Re: Incorrect requirements --- Computing the mapping from the input to HHH(DD)

On Fri, 2025-05-09 at 22:24 -0500, olcott wrote:

On 5/9/2025 10:13 PM, wij wrote:

On Fri, 2025-05-09 at 19:40 -0700, Keith Thompson wrote:

olcott <polcott333@gmail.com> writes:

On 5/9/2025 4:40 PM, Richard Heathfield wrote:

On 09/05/2025 21:15, olcott wrote:

On 5/9/2025 3:07 PM, Richard Heathfield wrote:

On 09/05/2025 20:46, olcott wrote:

We have not begun to get into any of those points.
We are only asking can DDD correctly simulated
by any HHH that can exist ever reach its own
"return" instruction.

 
DDD can't be correctly simulated by itself (which is effectively
what you're trying to do when you fire up the simulation from
inside DDD).

 
How the Hell did you twist my words to say that?

I haven't touched your words. What I have done is to observe that
DDD's /only/ action is to call a simulator. Since DDD isn't itself a
simulator, there is nothing to simulate except a call to a
simulator.
It's recursion without a base case - a rookie error.
HHH cannot successfully complete its task, because it never regains
control after the first recursion. To return, it must abort the
simulation, which means the simulation fails.
 

void DDD()
{
    HHH(DDD);
    return;
}
 
When 1 or more statements of DDD are correctly
simulated by HHH then this correctly simulated
DDD cannot possibly reach its own “return statement”.

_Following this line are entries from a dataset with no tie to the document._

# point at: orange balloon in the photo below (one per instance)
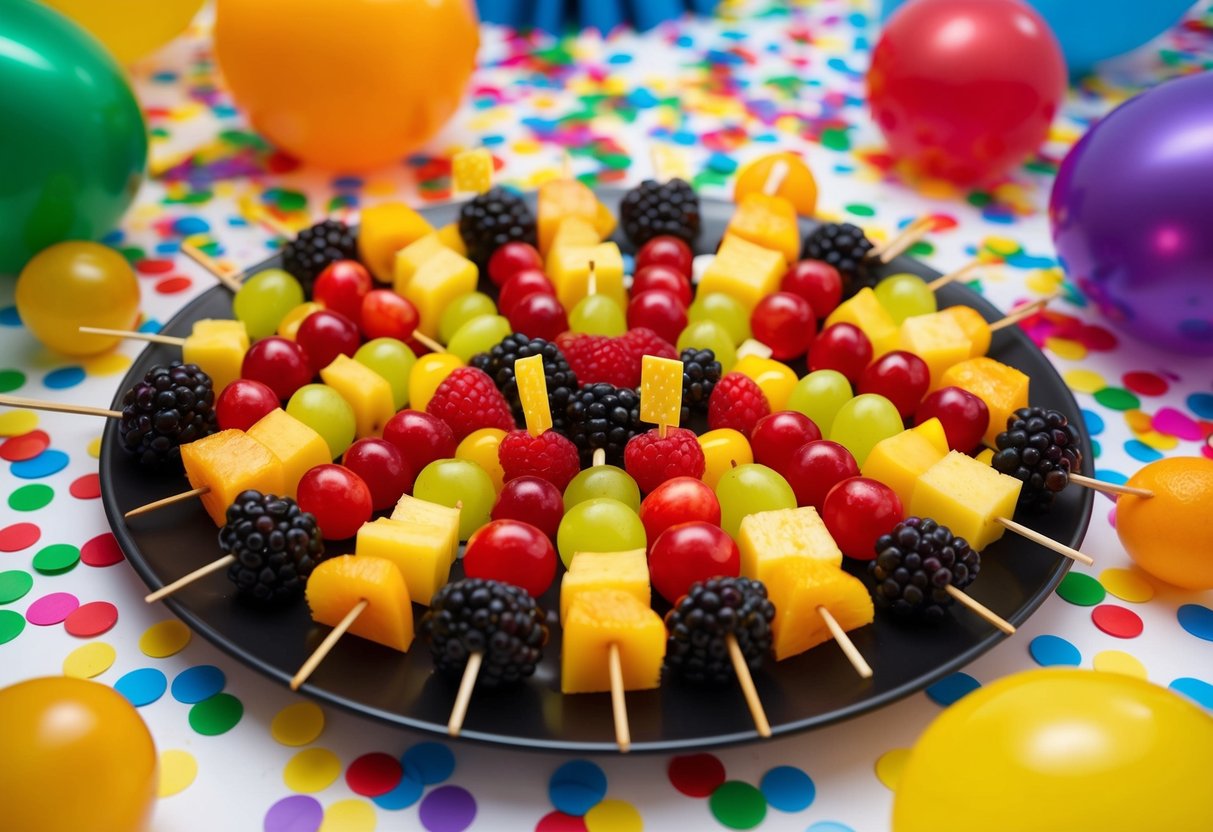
(347, 85)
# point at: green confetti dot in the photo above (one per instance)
(738, 805)
(217, 714)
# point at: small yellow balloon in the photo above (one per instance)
(1059, 748)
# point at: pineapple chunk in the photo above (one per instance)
(598, 619)
(337, 585)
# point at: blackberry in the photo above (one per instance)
(915, 564)
(651, 209)
(171, 406)
(711, 610)
(846, 248)
(1040, 448)
(275, 543)
(700, 374)
(499, 364)
(603, 416)
(493, 218)
(314, 248)
(477, 615)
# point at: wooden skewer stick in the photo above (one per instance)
(983, 610)
(747, 685)
(326, 645)
(853, 655)
(459, 711)
(168, 590)
(1047, 542)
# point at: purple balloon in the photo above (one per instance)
(1132, 215)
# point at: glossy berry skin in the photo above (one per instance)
(785, 323)
(243, 403)
(900, 377)
(690, 552)
(512, 552)
(856, 512)
(337, 497)
(279, 364)
(382, 467)
(530, 500)
(963, 415)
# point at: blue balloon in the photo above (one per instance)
(1091, 30)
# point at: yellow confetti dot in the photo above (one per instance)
(297, 724)
(349, 815)
(165, 638)
(614, 816)
(89, 660)
(1127, 585)
(312, 770)
(177, 771)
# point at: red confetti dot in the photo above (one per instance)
(374, 774)
(92, 619)
(18, 536)
(101, 551)
(696, 775)
(1117, 621)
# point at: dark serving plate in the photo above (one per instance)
(810, 690)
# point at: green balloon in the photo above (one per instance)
(73, 143)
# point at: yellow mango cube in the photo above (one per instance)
(967, 496)
(227, 463)
(598, 619)
(745, 271)
(339, 583)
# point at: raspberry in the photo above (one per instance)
(736, 403)
(468, 400)
(548, 456)
(651, 460)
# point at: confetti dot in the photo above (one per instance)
(448, 809)
(195, 684)
(90, 660)
(1116, 621)
(142, 687)
(787, 788)
(297, 724)
(696, 775)
(312, 770)
(177, 771)
(738, 805)
(217, 714)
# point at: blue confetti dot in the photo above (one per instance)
(142, 687)
(952, 688)
(1053, 650)
(787, 788)
(576, 787)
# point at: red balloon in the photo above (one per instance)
(964, 90)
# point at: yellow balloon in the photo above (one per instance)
(1065, 750)
(130, 28)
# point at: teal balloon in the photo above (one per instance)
(73, 144)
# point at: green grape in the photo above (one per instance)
(597, 314)
(599, 525)
(820, 395)
(710, 335)
(325, 411)
(603, 480)
(864, 421)
(904, 296)
(725, 311)
(263, 301)
(750, 489)
(450, 482)
(462, 309)
(393, 360)
(478, 335)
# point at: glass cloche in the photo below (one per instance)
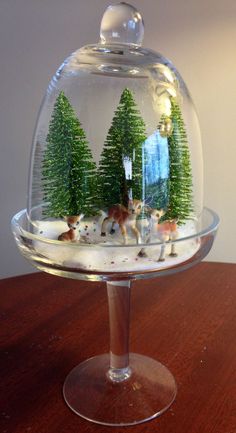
(116, 158)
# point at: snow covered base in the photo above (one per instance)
(93, 252)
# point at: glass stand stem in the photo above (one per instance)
(119, 312)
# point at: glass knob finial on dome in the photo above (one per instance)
(122, 24)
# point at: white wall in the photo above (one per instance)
(199, 36)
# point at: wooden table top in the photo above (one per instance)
(187, 321)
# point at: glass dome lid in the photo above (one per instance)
(116, 152)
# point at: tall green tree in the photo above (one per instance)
(180, 184)
(68, 171)
(120, 167)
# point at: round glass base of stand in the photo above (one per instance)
(146, 391)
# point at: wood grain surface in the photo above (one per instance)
(187, 321)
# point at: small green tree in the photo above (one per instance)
(120, 167)
(180, 185)
(68, 172)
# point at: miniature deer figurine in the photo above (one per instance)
(72, 234)
(125, 217)
(165, 231)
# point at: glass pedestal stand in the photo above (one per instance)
(119, 389)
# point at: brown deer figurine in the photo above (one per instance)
(125, 218)
(72, 234)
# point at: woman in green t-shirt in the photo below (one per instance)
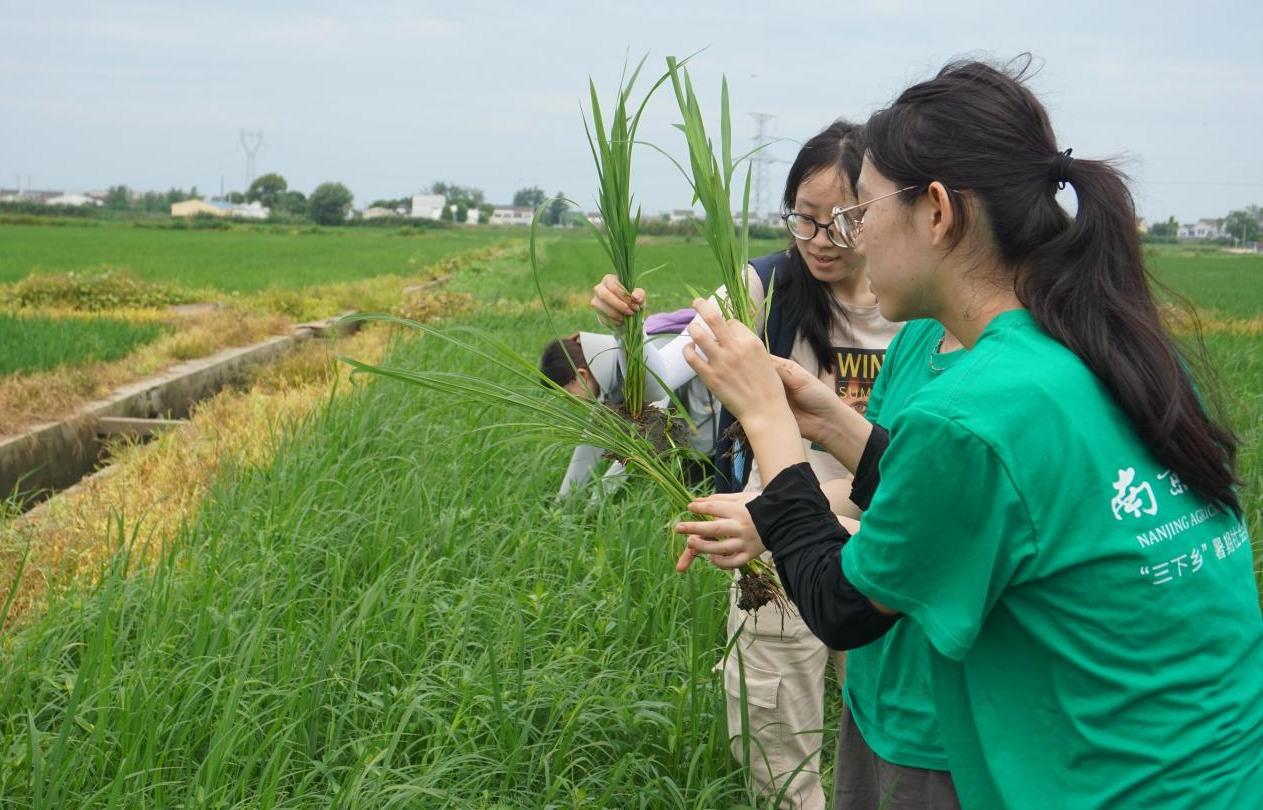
(1059, 514)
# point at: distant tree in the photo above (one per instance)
(556, 211)
(118, 199)
(267, 190)
(394, 205)
(529, 197)
(1243, 224)
(329, 204)
(293, 202)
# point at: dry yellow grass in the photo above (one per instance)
(47, 396)
(154, 488)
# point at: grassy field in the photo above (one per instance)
(243, 259)
(1225, 284)
(392, 612)
(33, 343)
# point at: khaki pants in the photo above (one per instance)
(783, 665)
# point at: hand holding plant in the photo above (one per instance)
(728, 540)
(734, 364)
(613, 302)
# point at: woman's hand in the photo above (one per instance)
(729, 541)
(734, 365)
(613, 302)
(816, 406)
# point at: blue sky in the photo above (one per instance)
(388, 97)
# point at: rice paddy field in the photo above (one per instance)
(390, 610)
(34, 343)
(243, 259)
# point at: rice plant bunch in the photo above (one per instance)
(711, 180)
(611, 142)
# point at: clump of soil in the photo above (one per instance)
(735, 435)
(663, 431)
(754, 590)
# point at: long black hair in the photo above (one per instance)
(979, 130)
(808, 303)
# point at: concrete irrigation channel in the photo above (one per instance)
(49, 458)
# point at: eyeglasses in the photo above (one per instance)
(805, 228)
(850, 225)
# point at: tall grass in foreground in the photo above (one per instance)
(389, 614)
(656, 447)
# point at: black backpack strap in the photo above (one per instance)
(779, 339)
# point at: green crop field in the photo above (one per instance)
(33, 344)
(1227, 284)
(393, 612)
(241, 259)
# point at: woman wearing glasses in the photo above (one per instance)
(1059, 513)
(824, 316)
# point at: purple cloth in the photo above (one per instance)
(670, 322)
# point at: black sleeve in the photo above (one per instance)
(806, 541)
(867, 475)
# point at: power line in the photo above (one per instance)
(760, 159)
(250, 143)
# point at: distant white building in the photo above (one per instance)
(428, 206)
(71, 199)
(512, 215)
(221, 207)
(1203, 229)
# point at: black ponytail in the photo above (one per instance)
(807, 303)
(980, 132)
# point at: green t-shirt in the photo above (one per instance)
(1095, 627)
(888, 681)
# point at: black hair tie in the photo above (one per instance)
(1060, 172)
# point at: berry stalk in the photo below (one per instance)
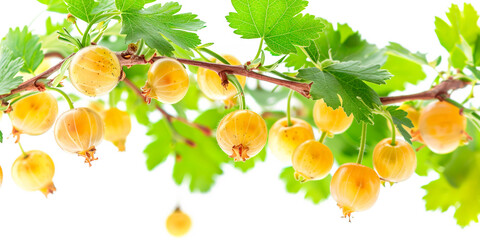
(363, 142)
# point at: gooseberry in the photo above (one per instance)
(211, 84)
(283, 139)
(34, 114)
(167, 81)
(242, 134)
(178, 223)
(33, 171)
(79, 130)
(355, 188)
(312, 160)
(329, 120)
(442, 127)
(394, 163)
(117, 127)
(95, 70)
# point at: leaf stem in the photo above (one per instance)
(259, 49)
(323, 137)
(289, 118)
(363, 141)
(70, 103)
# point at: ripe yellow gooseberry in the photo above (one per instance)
(33, 171)
(329, 120)
(79, 131)
(211, 84)
(394, 163)
(242, 134)
(96, 106)
(442, 127)
(355, 188)
(284, 139)
(167, 81)
(178, 223)
(117, 127)
(34, 114)
(312, 160)
(95, 70)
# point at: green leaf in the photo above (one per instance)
(52, 28)
(279, 23)
(403, 70)
(316, 191)
(345, 146)
(161, 146)
(458, 58)
(82, 9)
(25, 45)
(458, 183)
(346, 80)
(200, 164)
(466, 198)
(464, 22)
(400, 120)
(398, 50)
(344, 45)
(124, 5)
(158, 23)
(476, 52)
(446, 34)
(55, 5)
(9, 67)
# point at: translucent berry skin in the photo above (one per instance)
(35, 114)
(329, 120)
(79, 130)
(442, 127)
(178, 223)
(95, 70)
(242, 134)
(211, 84)
(117, 127)
(355, 188)
(312, 160)
(394, 163)
(284, 139)
(34, 172)
(167, 81)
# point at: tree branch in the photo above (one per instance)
(300, 87)
(438, 92)
(128, 59)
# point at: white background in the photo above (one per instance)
(118, 198)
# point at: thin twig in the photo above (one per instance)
(438, 92)
(205, 130)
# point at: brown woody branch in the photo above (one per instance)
(128, 59)
(441, 91)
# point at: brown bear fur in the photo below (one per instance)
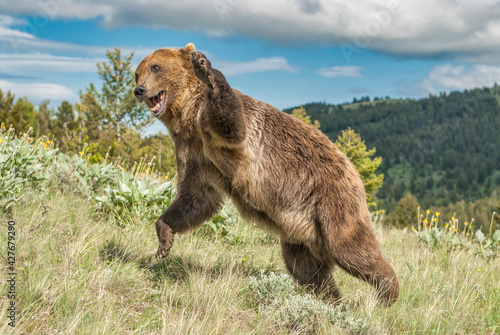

On what grounds can you persuade an extraordinarily sceptical
readership that HHH 'correctly simulated' DDD?

 
Any competent C programmer can see that
the call from DDD to HHH(DDD) (its own simulator)
is equivalent to infinite recursion.
 
On 5/8/2025 8:30 PM, Keith Thompson wrote:

Assuming that HHH(DDD) "correctly simulates" DDD, and assuming it
does nothing else, your code would be equivalent to this:
 
      void DDD(void) {
          DDD();
          return;
      }
 
Then the return statement (which is unnecessary anyway) will never be
reached.  In practice, the program will likely crash due to a stack
overflow, unless the compiler implements tail-call optimization, in
which case the program might just run forever -- which also means the
unnecessary return statement will never be reached.

 
I had not intended to post again, but I feel the need to make
a clarification.
 
I acknowledged that the return statement would never be reached
*given the assumption* that HHH correctly simulates DDD.  Given
that assumption, a call to DDD() should be equivalent to a call
to HHH(DDD).
 
I did not address whether the assumption is valid.  I merely
temporarily accepted it for the sake of discussion, just as I would
accept that if I were ten feet tall I would bump my head against
the ceiling in my house.
 
The discussion I had with olcott did not reach the point of
discussing *how* HHH could correctly simulate DDD, or whether it
would even be logically possible for it to do so.  I also did not
address any issues of partial simulation, where olcott claims that
HHH can "accurately simulate" only a few x86 instructions rather
than simulating its entire execution.  I did not participate in
any discussion that would require knowledge of x86 machine or
assembly code.  (I have no doubt that I could learn x86 machine
and assembly code reasonably well if motivated to do so, but I am
not so motivated.)
 
What I acknowledged was barely more than "if HHH correctly simulates
DDD, then HHH correctly simulates DDD".  (My understanding from
posts by others, whom I presume to be sufficiently knowledgeable,
is that HHH logically cannot accurately simulate DDD.)  I would
prefer that olcott refrain from using my words to support any of
his arguments beyond the scope of what he and I directly discussed.

 
Don't know why you people stick on the 'simulation' stuff so long.
The HP simply asks for such an H (in function form. POOH does not
resemble TM):
  H(D)=1 if D() halt.
  H(D)=0 if D() not halt.

 
My invention of a simulating termination
analyzer shows exactly how to compute the
mapping that the input that HHH(DD) specifies
into a correct answer for the halting problem's
otherwise impossible input.
 
All rebuttals are based on failing to compute
this mapping correctly.
 

What is the correct mapping?

If POOH are not talking about the mapping:

  H(D)=1 if D() halt.
  H(D)=0 if D() not halt.

POOH is likely nothing to do with HP